Réuni en conférence de presse hier à Jade Court, Port-Louis, la Ministry of Health Employees Union, en collaboration avec la Federation of Public Sector and Other Unions, a lancé un appel urgent au ministère de la Santé face à la recrudescence des cas de violence dans les hôpitaux. Son président, Amarjeet Seetohul, estime que la sécurité du personnel soignant est devenue un «problème national».
Selon Amarjeet Seetohul, les récentes réponses données au Parlement ont mis en évidence «un problème grave dans la sécurité dans les centres hospitaliers». Pour lui, cette situation ne concerne pas uniquement les employés, mais aussi les patients, car «la population vient se soigner dans les centres hospitaliers». Il décrit les hôpitaux comme des «zones rouges», où le personnel est exposé à des comportements à risque, notamment de la part de personnes sous l'influence de l'alcool, de la drogue ou présentant une agressivité importante.

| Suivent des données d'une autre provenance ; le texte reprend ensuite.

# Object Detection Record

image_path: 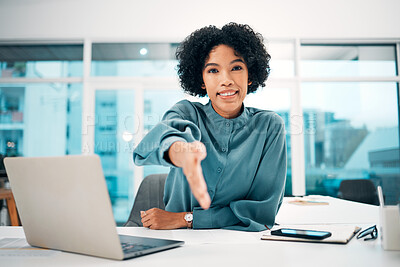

Le syndicaliste affirme que les employés travaillent «sous un stress considérable» et dans «la frayeur d'être agressés à n'importe quel moment». Il pointe également le manque de personnel comme l'un des facteurs aggravants. «Quand il y a un manque de personnel, on est incapable de fournir le service correctement», a-t-il soutenu, estimant que les longues attentes peuvent alimenter les tensions.
Le syndicat réclame ainsi une révision complète du dispositif de sécurité dans les hôpitaux. Il demande davantage de policiers, mieux équipés, mais aussi un personnel de sécurité «jeune, dynamique, formé et bien entraîné». Amarjeet Seetohul critique également l'usage actuel des caméras de surveillance, estimant qu'elles servent trop souvent après les faits. Il plaide pour une véritable salle de contrôle ou un transfert des images vers les postes de police, afin de permettre une intervention rapide.
Restez informé des derniers gros titres sur WhatsApp | LinkedIn
Autre priorité évoquée : le recrutement. Le syndicat propose notamment de mieux former certains membres du personnel de soutien afin de pallier le manque d'effectifs. Il insiste aussi sur l'importance de l'e-health, présenté comme un outil pouvant réduire les délais d'attente et améliorer la prise en charge des patients.
Cette conférence s'inscrivait également dans le cadre de la Journée internationale de la sécurité et de la santé au travail, célébrée hier. Pour Amarjeet Seetohul, le thème du bien-être au travail doit inclure l'environnement psychosocial. «Un travailleur doit être protégé dans son lieu de travail», a-t-il rappelé, souhaitant également une bonne fête du Travail à l'ensemble des employés à l'approche du 1eᣴ mai.